Keith Hughes of Truist Securities noted that the management’s forecast suggests only a slight growth for 2025, which is considered favorable compared to many competitors in the Building Products sector. This anticipated growth is attributed to effective pricing strategies that are expected to counterbalance the reduced market-driven volume. The company’s solid financial health is reflected in its strong liquidity position, with a current ratio of 2.18 and modest revenue growth of 1.6% in the last twelve months.
James Hardie Industries’ performance in the North American market is influenced by multifamily and interior goods segments, yet the core exterior siding business in the single-family market is experiencing growth, as indicated by the reported figures. This growth comes in spite of the overall weak market conditions.
However, the guidance provided by James Hardie’s management was less optimistic than the expectations of analysts, leading to the adjustment in the price target. Hughes pointed out that the mainly Australian sell-side analysts have often included results from competitors like AZEK in their assessments, which could skew comparisons.
In conclusion, while acknowledging the subdued market outlook, Truist Securities remains confident in James Hardie Industries’ potential, sustaining a Buy rating but with a reduced price target to reflect the current market dynamics and company guidance. Trading at a P/E ratio of 32.34, the stock shows potential for value investors, as indicated by InvestingPro’s comprehensive Fair Value analysis.

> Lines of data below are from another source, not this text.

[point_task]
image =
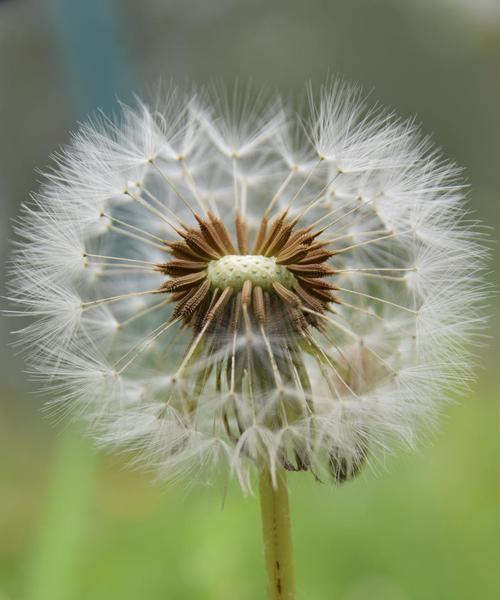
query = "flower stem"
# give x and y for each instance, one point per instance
(277, 534)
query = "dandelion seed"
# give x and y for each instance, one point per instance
(265, 304)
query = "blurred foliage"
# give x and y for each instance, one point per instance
(74, 525)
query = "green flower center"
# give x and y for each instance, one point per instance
(234, 269)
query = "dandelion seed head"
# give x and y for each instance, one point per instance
(217, 283)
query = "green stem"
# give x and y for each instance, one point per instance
(277, 533)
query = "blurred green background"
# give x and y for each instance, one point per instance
(75, 525)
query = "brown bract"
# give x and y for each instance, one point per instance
(280, 310)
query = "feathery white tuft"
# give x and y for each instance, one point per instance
(408, 275)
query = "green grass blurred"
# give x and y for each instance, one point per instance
(77, 526)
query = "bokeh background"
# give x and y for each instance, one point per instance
(76, 525)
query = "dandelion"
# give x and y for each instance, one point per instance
(220, 284)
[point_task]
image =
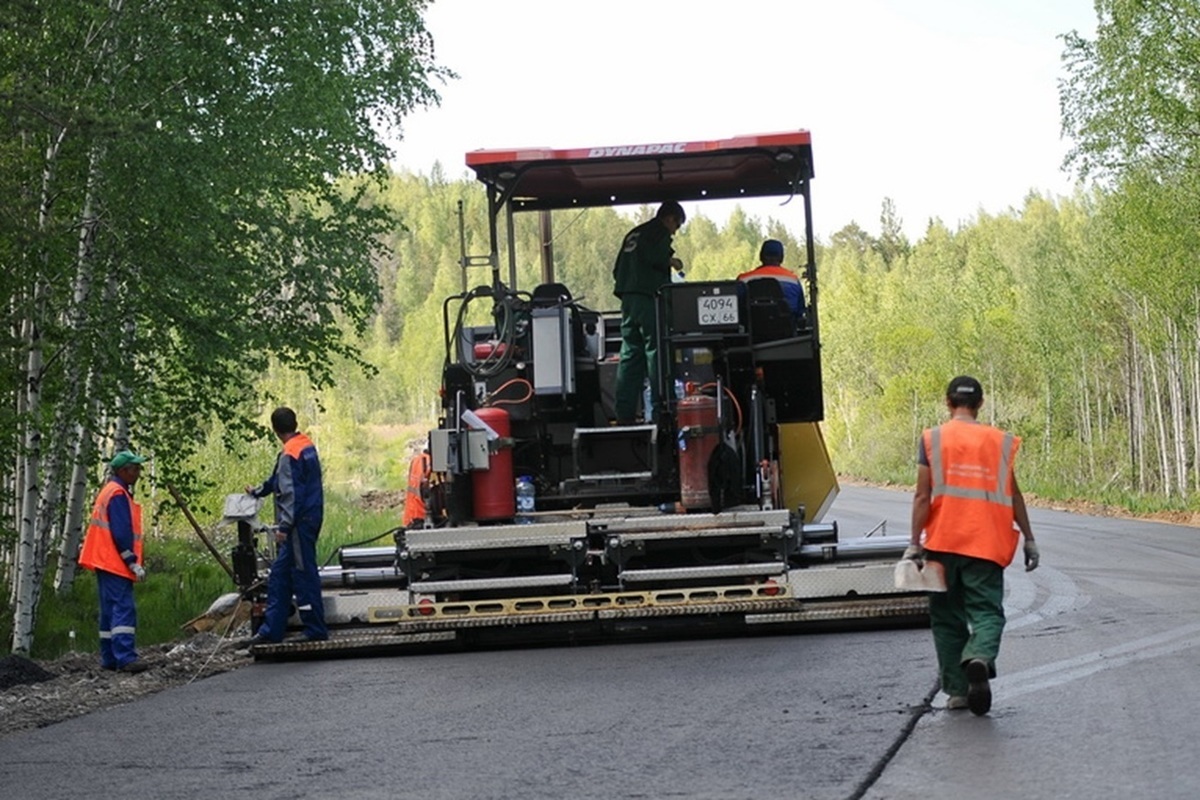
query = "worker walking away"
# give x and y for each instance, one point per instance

In other recent news, James Hardie Industries has made several notable strides in its business operations. BofA Securities has maintained its Buy rating on James Hardie, affirming a $28 price target, citing a potential 22% return opportunity despite a recent stock drop. Analysts project a fiscal year 2026 EBITDA of $1,147 million, aligning with the company’s expectations of low single-digit growth. James Hardie has also secured an exclusive three-year agreement with McKinley Homes to supply Hardie® siding and trim for new developments across five Southeastern U.S. states until 2027. Additionally, the company expanded its partnership with CBH Homes, making it the first Idaho-based builder to offer a complete suite of Hardie® products, enhancing design options for homebuyers. A multi-year supply agreement was also reached with Daiwa House USA Holdings Inc.’s subsidiaries, Stanley Martin Homes, CastleRock Communities, and Trumark Homes, positioning James Hardie as the sole provider of siding and trim for new homes. Furthermore, James Hardie Industries has submitted its latest report to shareholders, detailing current company affairs and maintaining transparency through compliance with international reporting standards. These developments highlight James Hardie’s ongoing efforts to strengthen its market position and expand its product reach.